Leeres Paketfach, beschädigte Sendungen: Ärger über Post nimmt zu

27.4.2021, 05:55 Uhr
Das Prinzip Hoffnung ist beim Paketbestellen allgegenwärtig. Die Hoffnung, dass die Sendung zuverlässig ankommt - und dass der Zusteller klingelt, wenn man selbst oder zumindest der Nachbar daheim ist. Doch nicht immer ist das so. 

© Jan Woitas Das Prinzip Hoffnung ist beim Paketbestellen allgegenwärtig. Die Hoffnung, dass die Sendung zuverlässig ankommt - und dass der Zusteller klingelt, wenn man selbst oder zumindest der Nachbar daheim ist. Doch nicht immer ist das so. 

Rainer Michel aus Erlangen ärgerte sich über die Post: Mehrere Wochen war ein Paket unterwegs, bis es endlich bei ihm ankam. Weil er nicht zu Hause war, als der Zusteller das Paket liefern wollte, landete dies in einer Packstation. Für Michel unverständlich. "Als älterer Bürger ohne App-Tick und technischem Können war es mir gar nicht möglich, dies abzuholen“, erklärt Michel.

Ein junger Kollege half ihm schließlich. „Er hat mit seinem Handy den Strichcode eingescannt und plötzlich ging ein Fach auf“, berichtet der Erlanger. Doch: Das Fach war leer.

Acht Tage später brachte ihm schließlich der Zusteller sein Paket. Die Post erklärt: "Vermutlich wurde die Sendung an der Packstation 159 in Erlangen versehentlich in ein falsches Fach eingelegt. Nach Ablauf der Lagerfrist wurde die Sendung entnommen. Das Paket wurde danach in einem neuen Zustellversuch an den Empfänger zugestellt.“

Erstmal zum Nachbarn

Dass wegen der hohen Sendungsmengen häufiger Pakete einfach in Packstationen abgelegt werden, dies ist laut Post jedoch nicht der Fall. "Wird der Kunde nicht angetroffen, dann wird in der Regel die Zustellung beim Nachbarn versucht", erklärt Post-Sprecherin Sonja Radojicic und fügt hinzu: "Erst wenn dies ebenfalls erfolglos ist, wird das Paket in einer Packstation oder einer Filiale hinterlegt.“

Die Kunden werden dann benachrichtigt. Werden Packstationen genutzt, muss sich der Kunde normalerweise anmelden. Grundsätzlich gibt es laut Post zwei Arten von Packstationen: eine mit Display und Strichcode-Funktion und eine App-gesteuerte über das Handy ohne Display.
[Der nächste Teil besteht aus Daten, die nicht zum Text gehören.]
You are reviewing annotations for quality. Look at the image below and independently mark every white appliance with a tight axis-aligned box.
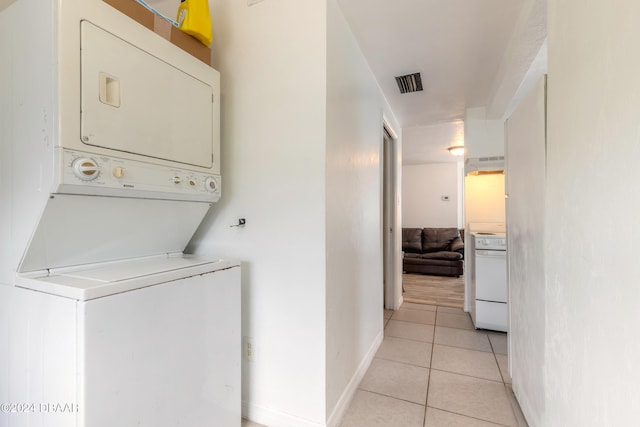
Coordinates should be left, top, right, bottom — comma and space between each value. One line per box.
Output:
471, 232, 509, 332
0, 0, 241, 427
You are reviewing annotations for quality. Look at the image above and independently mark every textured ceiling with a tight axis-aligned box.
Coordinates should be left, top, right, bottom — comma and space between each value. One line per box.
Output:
338, 0, 524, 128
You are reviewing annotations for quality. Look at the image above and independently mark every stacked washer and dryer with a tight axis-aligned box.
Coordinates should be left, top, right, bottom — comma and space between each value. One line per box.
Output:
0, 0, 241, 427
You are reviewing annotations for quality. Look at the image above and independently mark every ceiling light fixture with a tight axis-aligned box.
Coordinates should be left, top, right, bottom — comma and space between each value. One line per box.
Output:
447, 145, 464, 156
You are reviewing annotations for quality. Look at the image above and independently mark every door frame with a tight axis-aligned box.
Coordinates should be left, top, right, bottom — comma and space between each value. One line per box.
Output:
380, 116, 402, 310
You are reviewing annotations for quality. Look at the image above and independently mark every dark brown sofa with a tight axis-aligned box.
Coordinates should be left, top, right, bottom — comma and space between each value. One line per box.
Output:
402, 228, 464, 277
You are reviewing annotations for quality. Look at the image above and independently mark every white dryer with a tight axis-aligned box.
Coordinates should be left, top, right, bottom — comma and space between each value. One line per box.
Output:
0, 0, 241, 427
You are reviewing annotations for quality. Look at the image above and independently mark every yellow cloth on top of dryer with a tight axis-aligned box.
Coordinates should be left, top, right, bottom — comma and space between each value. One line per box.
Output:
178, 0, 212, 46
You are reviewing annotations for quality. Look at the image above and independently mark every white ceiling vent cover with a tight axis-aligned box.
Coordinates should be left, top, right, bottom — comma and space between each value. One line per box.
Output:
396, 73, 422, 93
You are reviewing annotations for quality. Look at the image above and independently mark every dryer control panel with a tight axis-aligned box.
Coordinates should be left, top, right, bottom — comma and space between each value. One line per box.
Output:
54, 150, 221, 202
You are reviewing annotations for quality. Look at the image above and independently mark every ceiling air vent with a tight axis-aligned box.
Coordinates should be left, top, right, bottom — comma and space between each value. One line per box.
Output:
396, 73, 422, 93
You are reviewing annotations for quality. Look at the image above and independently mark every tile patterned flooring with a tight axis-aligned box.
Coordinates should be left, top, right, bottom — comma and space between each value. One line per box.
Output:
243, 303, 527, 427
340, 303, 526, 427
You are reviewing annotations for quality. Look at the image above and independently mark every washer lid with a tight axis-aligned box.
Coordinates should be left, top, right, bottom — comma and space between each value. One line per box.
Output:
18, 194, 210, 273
16, 254, 239, 301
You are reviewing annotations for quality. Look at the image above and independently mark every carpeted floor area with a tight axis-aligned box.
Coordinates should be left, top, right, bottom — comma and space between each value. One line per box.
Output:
402, 273, 464, 308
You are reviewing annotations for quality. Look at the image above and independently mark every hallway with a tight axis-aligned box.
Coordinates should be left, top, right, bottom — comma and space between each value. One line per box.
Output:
340, 303, 527, 427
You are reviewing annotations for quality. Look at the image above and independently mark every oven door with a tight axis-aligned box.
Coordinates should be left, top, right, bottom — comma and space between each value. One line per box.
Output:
475, 249, 507, 302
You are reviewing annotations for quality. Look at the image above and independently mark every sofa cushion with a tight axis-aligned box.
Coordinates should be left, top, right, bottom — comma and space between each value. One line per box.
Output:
402, 228, 422, 253
419, 251, 462, 261
422, 228, 460, 252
Was, wenn der Kunde kein Smartphone hat?

Doch wie kommt der Kunde an sein Paket, wenn er kein Handy besitzt? "Dann kann der Kunde alternativ über den Kundeservice eine Zweitzustellung beantragen", erklärt die Post.

"Werden Pakete aus den Packstationen nicht abgeholt, dann werden diese sieben Tage aufbewahrt und gehen dann zurück zum Empfänger", erklärt Simone Bueb, von der Verbraucherzentrale in Bayern. Dies bestätigt auch die Post.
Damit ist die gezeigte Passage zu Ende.